John George Dryden says he believes his mother, Mary Lou Dryden, had an affair with Diefenbaker in the late 1960s and he is the result.

Now he's looking for answers that could tie him to Diefenbaker, the longtime Saskatchewan MP and Canada's 13th prime minister.

"I would really like to know who my father is," said Dryden, who was born in 1968. "I mean ... if it turns out it's Diefenbaker, that's great. I'd be honoured to be his son."

Dryden has launched a $30-million lawsuit against his mother, his father, Gordon Dryden, and other family members in the Ontario Superior Court of Justice.

In his statement of claim, Dryden's mother is described as "a close personal friend and confidante of [former] prime minister John George Diefenbaker and was often seen by his side at political events and as his companion on social occasions."

The claim contains allegations that have not been proven in court.

Dryden, who goes by George, said he was in Ottawa with his mother in 1977 when he met Diefenbaker on Parliament Hill.

"It was a long but caring look," he said. "He looked me right in the eye and said, 'You're named for me.'"

Dryden said his father treated him poorly because he knew he wasn't his biological son, something he says was recently confirmed by a DNA test.

He doesn't have DNA proof Diefenbaker, who died on Aug. 16, 1979, at the age 83, was his real dad, but that's something he hopes to change.

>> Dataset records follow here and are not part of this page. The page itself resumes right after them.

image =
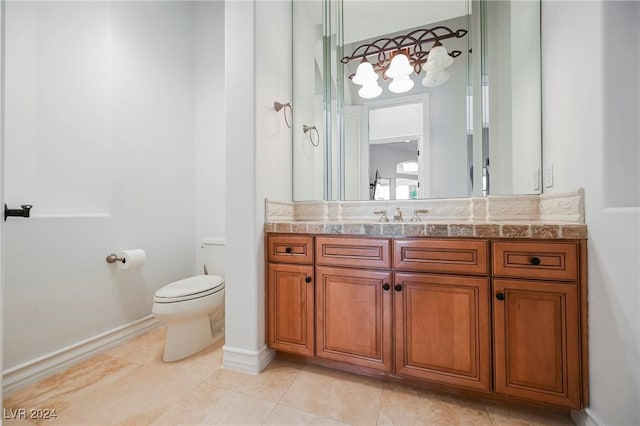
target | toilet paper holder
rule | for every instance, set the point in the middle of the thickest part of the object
(113, 258)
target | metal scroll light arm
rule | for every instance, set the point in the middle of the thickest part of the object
(306, 129)
(280, 106)
(384, 48)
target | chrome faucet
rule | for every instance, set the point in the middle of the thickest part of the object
(398, 216)
(415, 217)
(383, 215)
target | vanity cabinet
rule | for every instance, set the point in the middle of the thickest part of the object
(290, 294)
(354, 301)
(501, 318)
(442, 319)
(536, 321)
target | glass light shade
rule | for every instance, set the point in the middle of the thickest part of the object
(438, 59)
(401, 84)
(435, 78)
(370, 90)
(364, 74)
(399, 66)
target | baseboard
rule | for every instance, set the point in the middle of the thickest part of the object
(586, 417)
(30, 372)
(244, 361)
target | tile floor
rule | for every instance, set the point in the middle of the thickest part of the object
(130, 385)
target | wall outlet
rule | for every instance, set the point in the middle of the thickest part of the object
(536, 179)
(548, 176)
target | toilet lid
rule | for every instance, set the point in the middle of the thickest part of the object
(190, 286)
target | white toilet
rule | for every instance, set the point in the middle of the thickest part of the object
(193, 308)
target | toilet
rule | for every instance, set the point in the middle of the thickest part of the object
(193, 308)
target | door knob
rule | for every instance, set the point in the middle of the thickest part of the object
(23, 211)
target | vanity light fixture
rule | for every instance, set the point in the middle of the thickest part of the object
(398, 57)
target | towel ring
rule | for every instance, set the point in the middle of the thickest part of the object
(278, 106)
(306, 130)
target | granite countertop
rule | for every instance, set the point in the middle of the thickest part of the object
(546, 216)
(542, 230)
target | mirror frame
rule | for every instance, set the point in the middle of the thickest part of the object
(333, 132)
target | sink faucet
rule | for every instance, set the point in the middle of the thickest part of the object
(415, 217)
(383, 215)
(397, 217)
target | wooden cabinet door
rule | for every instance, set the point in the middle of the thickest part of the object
(353, 322)
(536, 341)
(290, 296)
(443, 329)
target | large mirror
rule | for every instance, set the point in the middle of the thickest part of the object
(466, 123)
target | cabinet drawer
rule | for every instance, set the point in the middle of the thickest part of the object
(290, 249)
(357, 252)
(444, 255)
(544, 260)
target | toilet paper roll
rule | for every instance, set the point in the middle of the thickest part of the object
(135, 257)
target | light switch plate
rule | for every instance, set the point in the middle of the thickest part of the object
(548, 176)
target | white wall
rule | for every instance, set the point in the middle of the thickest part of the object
(136, 110)
(307, 102)
(262, 74)
(209, 123)
(590, 114)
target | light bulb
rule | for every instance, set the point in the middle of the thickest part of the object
(399, 66)
(401, 84)
(364, 73)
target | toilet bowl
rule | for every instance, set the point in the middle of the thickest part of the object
(193, 308)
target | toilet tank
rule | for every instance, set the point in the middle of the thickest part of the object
(214, 255)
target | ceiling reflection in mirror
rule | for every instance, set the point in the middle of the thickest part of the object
(412, 131)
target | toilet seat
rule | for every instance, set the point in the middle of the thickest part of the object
(189, 288)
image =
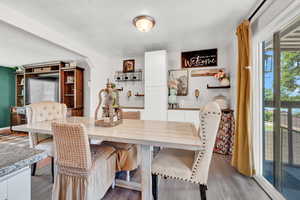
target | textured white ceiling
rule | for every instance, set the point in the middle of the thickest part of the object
(106, 26)
(18, 47)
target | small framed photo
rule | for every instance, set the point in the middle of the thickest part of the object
(128, 66)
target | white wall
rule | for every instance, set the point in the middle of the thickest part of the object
(225, 60)
(134, 86)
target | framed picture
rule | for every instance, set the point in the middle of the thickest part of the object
(128, 66)
(182, 78)
(201, 58)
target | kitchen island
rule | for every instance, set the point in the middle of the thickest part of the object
(15, 173)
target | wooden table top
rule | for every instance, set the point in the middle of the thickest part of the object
(180, 135)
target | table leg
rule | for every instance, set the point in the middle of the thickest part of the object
(146, 172)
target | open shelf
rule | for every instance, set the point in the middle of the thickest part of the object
(128, 76)
(218, 87)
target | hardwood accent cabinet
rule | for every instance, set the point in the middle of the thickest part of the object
(72, 89)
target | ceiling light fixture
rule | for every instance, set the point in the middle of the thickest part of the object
(144, 23)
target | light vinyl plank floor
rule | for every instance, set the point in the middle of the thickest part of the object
(224, 184)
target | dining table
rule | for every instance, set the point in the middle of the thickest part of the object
(146, 133)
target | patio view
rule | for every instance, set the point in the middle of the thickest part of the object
(286, 177)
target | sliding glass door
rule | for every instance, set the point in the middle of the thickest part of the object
(281, 111)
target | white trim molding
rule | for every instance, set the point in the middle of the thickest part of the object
(269, 188)
(4, 128)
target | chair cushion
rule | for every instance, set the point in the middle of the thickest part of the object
(46, 145)
(118, 145)
(174, 163)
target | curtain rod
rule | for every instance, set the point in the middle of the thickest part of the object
(257, 9)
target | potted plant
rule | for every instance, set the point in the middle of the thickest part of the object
(223, 78)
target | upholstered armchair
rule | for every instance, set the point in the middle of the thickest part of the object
(190, 166)
(128, 155)
(84, 171)
(44, 111)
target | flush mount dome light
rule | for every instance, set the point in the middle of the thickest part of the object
(144, 23)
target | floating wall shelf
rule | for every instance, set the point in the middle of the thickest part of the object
(218, 87)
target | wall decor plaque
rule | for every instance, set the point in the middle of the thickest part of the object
(201, 58)
(128, 66)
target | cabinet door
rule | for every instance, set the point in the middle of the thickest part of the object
(3, 190)
(156, 68)
(19, 186)
(155, 103)
(193, 117)
(176, 116)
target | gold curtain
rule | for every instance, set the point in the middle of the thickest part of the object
(242, 154)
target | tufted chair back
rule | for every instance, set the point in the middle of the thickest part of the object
(44, 111)
(210, 117)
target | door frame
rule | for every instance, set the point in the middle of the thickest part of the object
(290, 14)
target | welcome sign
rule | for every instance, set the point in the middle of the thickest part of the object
(201, 58)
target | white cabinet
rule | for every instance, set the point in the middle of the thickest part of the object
(184, 116)
(16, 186)
(156, 102)
(156, 68)
(156, 91)
(192, 116)
(176, 116)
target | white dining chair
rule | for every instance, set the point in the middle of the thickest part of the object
(190, 166)
(39, 112)
(84, 171)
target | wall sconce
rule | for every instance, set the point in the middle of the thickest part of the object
(197, 93)
(129, 93)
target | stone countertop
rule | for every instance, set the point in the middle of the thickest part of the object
(13, 158)
(132, 107)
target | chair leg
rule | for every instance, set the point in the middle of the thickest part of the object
(203, 189)
(128, 176)
(52, 168)
(154, 186)
(33, 167)
(113, 185)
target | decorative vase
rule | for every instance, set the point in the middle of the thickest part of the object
(111, 111)
(225, 82)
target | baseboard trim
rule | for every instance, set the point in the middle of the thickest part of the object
(268, 188)
(4, 128)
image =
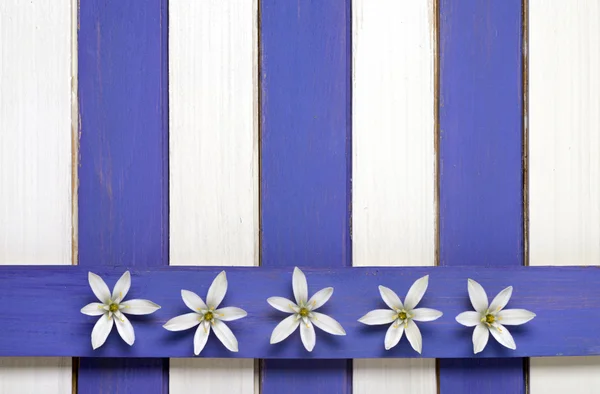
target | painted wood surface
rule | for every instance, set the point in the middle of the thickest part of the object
(35, 160)
(305, 159)
(123, 173)
(393, 160)
(213, 159)
(62, 330)
(564, 161)
(481, 199)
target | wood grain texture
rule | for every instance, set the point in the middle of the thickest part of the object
(393, 159)
(213, 159)
(35, 161)
(564, 160)
(305, 159)
(123, 173)
(58, 328)
(481, 199)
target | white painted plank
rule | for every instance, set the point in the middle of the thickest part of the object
(564, 160)
(213, 159)
(35, 160)
(393, 174)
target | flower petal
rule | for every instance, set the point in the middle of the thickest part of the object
(124, 328)
(501, 300)
(327, 324)
(217, 291)
(469, 318)
(121, 287)
(390, 298)
(225, 335)
(101, 330)
(284, 329)
(201, 336)
(283, 304)
(300, 286)
(139, 307)
(393, 335)
(425, 314)
(514, 317)
(416, 293)
(481, 335)
(230, 313)
(379, 316)
(93, 309)
(183, 322)
(99, 288)
(477, 296)
(503, 336)
(193, 301)
(320, 298)
(307, 334)
(413, 334)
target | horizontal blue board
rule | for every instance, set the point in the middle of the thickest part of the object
(42, 311)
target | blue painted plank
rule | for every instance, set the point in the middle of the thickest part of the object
(44, 317)
(481, 214)
(305, 157)
(123, 204)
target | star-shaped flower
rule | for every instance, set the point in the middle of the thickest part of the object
(207, 316)
(403, 316)
(492, 318)
(113, 309)
(304, 310)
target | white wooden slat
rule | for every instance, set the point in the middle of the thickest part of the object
(213, 159)
(564, 161)
(393, 162)
(35, 160)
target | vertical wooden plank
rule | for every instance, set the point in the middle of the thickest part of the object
(481, 199)
(35, 161)
(393, 160)
(213, 140)
(564, 161)
(123, 174)
(305, 160)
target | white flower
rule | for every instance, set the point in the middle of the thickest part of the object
(207, 316)
(492, 318)
(403, 316)
(304, 310)
(112, 306)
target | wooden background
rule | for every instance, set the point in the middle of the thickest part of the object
(427, 132)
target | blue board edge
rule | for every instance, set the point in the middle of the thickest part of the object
(46, 321)
(481, 194)
(305, 59)
(123, 174)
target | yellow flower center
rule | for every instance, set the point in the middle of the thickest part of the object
(303, 312)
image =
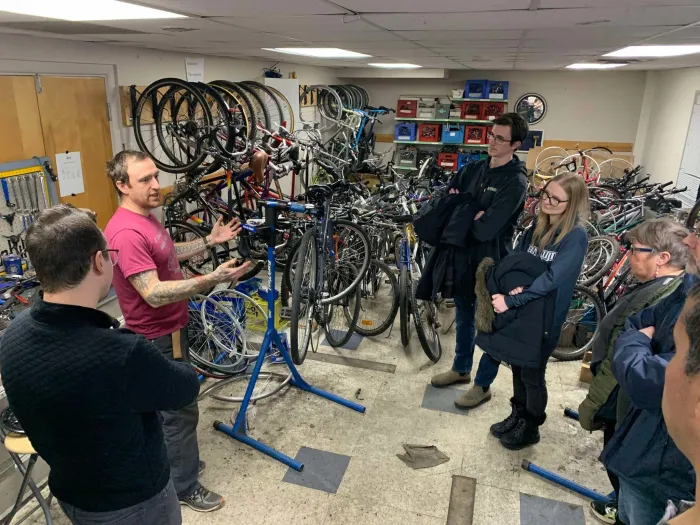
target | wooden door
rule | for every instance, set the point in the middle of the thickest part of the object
(74, 117)
(20, 124)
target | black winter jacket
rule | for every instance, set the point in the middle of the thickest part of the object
(518, 336)
(465, 242)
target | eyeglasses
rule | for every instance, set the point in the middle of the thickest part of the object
(497, 139)
(639, 249)
(113, 255)
(554, 201)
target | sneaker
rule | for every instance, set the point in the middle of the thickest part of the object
(450, 378)
(524, 434)
(203, 500)
(498, 430)
(605, 511)
(473, 398)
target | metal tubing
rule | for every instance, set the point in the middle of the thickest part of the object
(564, 482)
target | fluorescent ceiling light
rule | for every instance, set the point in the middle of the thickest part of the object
(84, 10)
(317, 52)
(397, 65)
(655, 51)
(586, 65)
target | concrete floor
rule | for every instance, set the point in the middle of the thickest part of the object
(377, 488)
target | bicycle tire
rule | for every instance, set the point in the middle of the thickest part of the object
(338, 337)
(258, 105)
(271, 103)
(298, 348)
(609, 262)
(597, 305)
(242, 110)
(360, 261)
(404, 307)
(428, 336)
(378, 274)
(693, 216)
(152, 91)
(286, 108)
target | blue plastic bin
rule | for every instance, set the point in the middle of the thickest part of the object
(475, 89)
(452, 134)
(405, 131)
(497, 90)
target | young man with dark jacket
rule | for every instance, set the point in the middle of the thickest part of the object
(498, 184)
(88, 394)
(642, 453)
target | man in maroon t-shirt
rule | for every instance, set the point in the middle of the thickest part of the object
(153, 297)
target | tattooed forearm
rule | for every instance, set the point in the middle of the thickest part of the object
(185, 250)
(159, 293)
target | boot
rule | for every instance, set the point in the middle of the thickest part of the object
(525, 433)
(498, 430)
(450, 378)
(474, 397)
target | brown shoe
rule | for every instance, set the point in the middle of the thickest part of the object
(450, 378)
(474, 397)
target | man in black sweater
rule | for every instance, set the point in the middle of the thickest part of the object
(498, 184)
(87, 393)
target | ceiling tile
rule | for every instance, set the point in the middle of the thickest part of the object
(240, 8)
(434, 6)
(542, 19)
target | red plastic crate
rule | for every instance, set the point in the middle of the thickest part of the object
(429, 132)
(471, 110)
(476, 135)
(492, 110)
(407, 108)
(448, 161)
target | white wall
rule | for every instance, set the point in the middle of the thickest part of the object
(669, 103)
(586, 106)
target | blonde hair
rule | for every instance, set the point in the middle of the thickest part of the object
(577, 209)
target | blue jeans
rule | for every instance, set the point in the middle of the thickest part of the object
(464, 349)
(637, 507)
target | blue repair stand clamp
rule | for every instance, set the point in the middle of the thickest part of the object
(271, 341)
(564, 482)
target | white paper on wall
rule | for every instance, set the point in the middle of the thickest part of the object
(195, 69)
(70, 173)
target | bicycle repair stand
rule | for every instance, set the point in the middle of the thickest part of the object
(564, 482)
(272, 340)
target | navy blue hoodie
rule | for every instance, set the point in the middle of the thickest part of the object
(565, 260)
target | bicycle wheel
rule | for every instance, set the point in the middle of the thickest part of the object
(601, 254)
(287, 112)
(581, 324)
(425, 317)
(350, 247)
(182, 121)
(202, 264)
(270, 102)
(251, 318)
(303, 301)
(215, 338)
(379, 300)
(405, 306)
(340, 318)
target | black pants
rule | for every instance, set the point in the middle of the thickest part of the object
(608, 432)
(530, 390)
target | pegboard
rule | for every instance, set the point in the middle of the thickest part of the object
(26, 188)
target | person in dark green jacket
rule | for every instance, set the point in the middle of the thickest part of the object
(657, 259)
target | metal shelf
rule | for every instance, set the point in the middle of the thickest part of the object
(446, 120)
(440, 144)
(478, 100)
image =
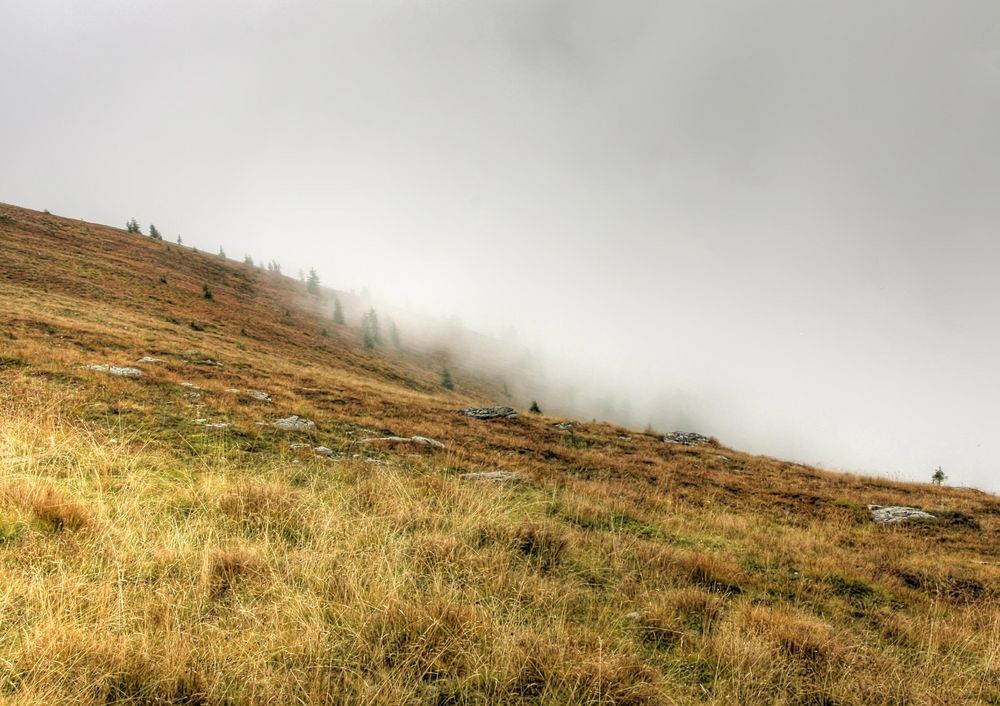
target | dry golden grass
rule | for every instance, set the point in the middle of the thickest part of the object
(148, 559)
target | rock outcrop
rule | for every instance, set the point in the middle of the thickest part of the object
(685, 438)
(294, 423)
(893, 514)
(489, 412)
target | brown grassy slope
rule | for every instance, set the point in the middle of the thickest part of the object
(147, 559)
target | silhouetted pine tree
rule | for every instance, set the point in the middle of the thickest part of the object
(338, 311)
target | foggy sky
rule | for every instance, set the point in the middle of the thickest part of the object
(775, 221)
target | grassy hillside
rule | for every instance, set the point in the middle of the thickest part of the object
(163, 543)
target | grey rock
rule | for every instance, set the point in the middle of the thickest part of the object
(294, 423)
(124, 372)
(893, 514)
(501, 476)
(685, 438)
(489, 412)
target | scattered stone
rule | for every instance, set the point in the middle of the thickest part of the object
(294, 423)
(256, 394)
(501, 476)
(115, 370)
(489, 412)
(893, 514)
(421, 441)
(685, 438)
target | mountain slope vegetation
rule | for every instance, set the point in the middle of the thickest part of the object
(163, 542)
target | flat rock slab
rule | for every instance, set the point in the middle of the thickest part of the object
(500, 476)
(124, 372)
(489, 412)
(894, 514)
(685, 438)
(258, 395)
(294, 423)
(418, 441)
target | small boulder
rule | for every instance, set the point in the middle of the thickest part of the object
(294, 423)
(685, 438)
(489, 412)
(894, 514)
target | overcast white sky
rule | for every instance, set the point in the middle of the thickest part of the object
(782, 216)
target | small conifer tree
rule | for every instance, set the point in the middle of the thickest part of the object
(338, 311)
(312, 282)
(370, 336)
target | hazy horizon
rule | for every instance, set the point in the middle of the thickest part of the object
(770, 222)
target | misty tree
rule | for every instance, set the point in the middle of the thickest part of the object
(338, 311)
(370, 335)
(312, 282)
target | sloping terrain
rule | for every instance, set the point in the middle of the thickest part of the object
(163, 542)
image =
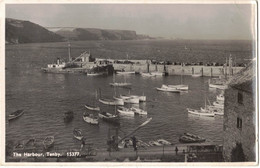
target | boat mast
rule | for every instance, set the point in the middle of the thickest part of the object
(69, 51)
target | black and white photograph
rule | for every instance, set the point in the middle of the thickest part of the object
(130, 82)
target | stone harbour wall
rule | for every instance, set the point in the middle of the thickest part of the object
(244, 135)
(178, 69)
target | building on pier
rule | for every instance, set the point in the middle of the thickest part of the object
(239, 142)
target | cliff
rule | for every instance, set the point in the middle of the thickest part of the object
(97, 34)
(19, 31)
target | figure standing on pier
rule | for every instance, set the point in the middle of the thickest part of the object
(176, 150)
(134, 143)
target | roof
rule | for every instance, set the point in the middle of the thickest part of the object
(245, 78)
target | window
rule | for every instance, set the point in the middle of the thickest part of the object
(239, 123)
(240, 98)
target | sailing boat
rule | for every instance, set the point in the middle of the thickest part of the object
(119, 84)
(93, 107)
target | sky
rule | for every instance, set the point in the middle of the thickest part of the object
(183, 21)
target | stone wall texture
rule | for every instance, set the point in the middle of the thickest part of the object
(245, 135)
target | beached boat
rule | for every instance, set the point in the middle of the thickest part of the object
(141, 98)
(218, 104)
(15, 114)
(154, 143)
(77, 133)
(90, 118)
(125, 111)
(120, 84)
(191, 138)
(168, 89)
(125, 72)
(178, 87)
(48, 142)
(138, 111)
(218, 86)
(68, 116)
(111, 118)
(196, 75)
(148, 74)
(200, 113)
(157, 73)
(163, 142)
(93, 108)
(132, 100)
(110, 102)
(96, 73)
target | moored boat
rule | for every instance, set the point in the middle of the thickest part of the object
(111, 118)
(125, 72)
(125, 111)
(191, 138)
(120, 84)
(157, 73)
(163, 142)
(48, 142)
(15, 114)
(93, 108)
(196, 75)
(132, 100)
(148, 74)
(77, 133)
(90, 118)
(200, 113)
(138, 111)
(141, 98)
(218, 86)
(154, 143)
(178, 87)
(110, 102)
(168, 89)
(218, 104)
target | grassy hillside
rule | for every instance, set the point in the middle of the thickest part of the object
(19, 31)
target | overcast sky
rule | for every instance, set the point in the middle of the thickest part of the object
(187, 21)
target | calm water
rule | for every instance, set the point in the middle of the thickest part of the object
(45, 97)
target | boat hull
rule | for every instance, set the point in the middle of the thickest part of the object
(222, 87)
(92, 108)
(90, 120)
(197, 112)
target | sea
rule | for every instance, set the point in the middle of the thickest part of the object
(45, 97)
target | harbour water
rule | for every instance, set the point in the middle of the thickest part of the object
(45, 97)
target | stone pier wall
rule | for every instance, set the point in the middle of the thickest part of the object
(178, 69)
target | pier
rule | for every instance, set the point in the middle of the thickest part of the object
(197, 152)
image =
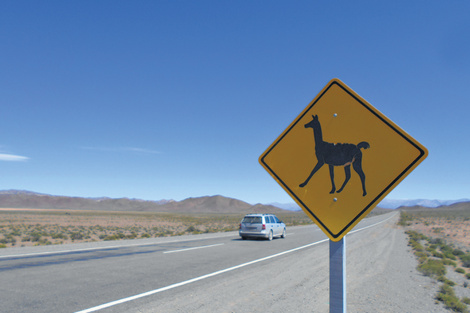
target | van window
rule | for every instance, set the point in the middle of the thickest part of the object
(252, 219)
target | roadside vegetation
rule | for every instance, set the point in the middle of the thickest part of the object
(439, 253)
(50, 227)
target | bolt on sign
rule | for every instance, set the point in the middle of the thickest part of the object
(340, 157)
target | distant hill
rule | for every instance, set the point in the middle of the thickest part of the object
(208, 204)
(396, 203)
(459, 206)
(388, 203)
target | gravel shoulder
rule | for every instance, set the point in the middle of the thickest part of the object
(381, 277)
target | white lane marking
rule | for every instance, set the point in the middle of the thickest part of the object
(148, 293)
(194, 248)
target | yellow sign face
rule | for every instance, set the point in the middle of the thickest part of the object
(340, 157)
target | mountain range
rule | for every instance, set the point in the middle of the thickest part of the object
(208, 204)
(388, 203)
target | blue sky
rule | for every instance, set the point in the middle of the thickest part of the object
(176, 99)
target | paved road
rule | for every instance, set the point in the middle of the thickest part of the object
(150, 275)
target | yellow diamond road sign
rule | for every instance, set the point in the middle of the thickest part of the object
(340, 157)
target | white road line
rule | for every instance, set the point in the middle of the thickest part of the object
(148, 293)
(145, 294)
(194, 248)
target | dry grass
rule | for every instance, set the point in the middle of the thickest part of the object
(453, 226)
(29, 227)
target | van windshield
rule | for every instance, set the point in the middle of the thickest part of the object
(252, 219)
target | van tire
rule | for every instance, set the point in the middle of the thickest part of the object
(270, 237)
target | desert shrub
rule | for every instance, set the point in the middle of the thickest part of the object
(76, 236)
(447, 296)
(465, 260)
(59, 236)
(436, 241)
(432, 268)
(449, 262)
(450, 256)
(405, 219)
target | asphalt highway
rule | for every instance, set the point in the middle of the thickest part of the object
(117, 276)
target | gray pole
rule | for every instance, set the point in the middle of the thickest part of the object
(338, 276)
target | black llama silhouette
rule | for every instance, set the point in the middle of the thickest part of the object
(340, 154)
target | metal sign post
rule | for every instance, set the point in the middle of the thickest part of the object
(338, 276)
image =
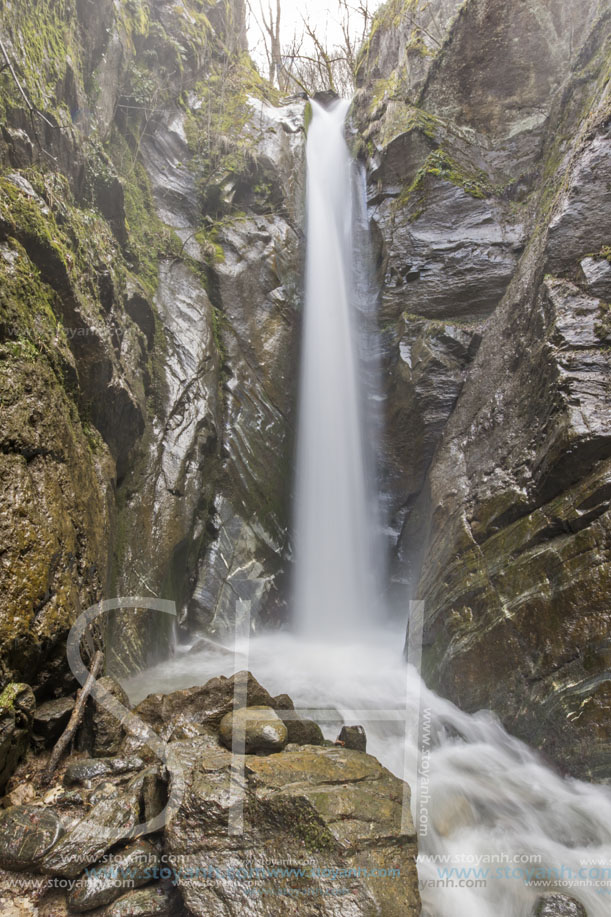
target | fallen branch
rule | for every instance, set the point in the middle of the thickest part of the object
(76, 717)
(32, 109)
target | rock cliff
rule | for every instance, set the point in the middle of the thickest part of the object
(485, 126)
(150, 193)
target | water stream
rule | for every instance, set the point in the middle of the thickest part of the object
(482, 800)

Dryden hopes to get a sample of Diefenbaker's DNA from the Diefenbaker Canada Centre in Saskatoon to confirm his suspicions. A few hairs from a hairbrush or DNA from a toothbrush might provide the answers he seeks, Dryden said.

A website set up in support of his case displays photos of Diefenbaker and Dryden side by side. One commenter said there was a resemblance.

"I'm kind of jowly, too," Dryden said.

The Diefenbaker Canada Centre has said it's considering his request for a DNA sample but he hasn't heard anything to suggest they'll co-operate, Dryden said.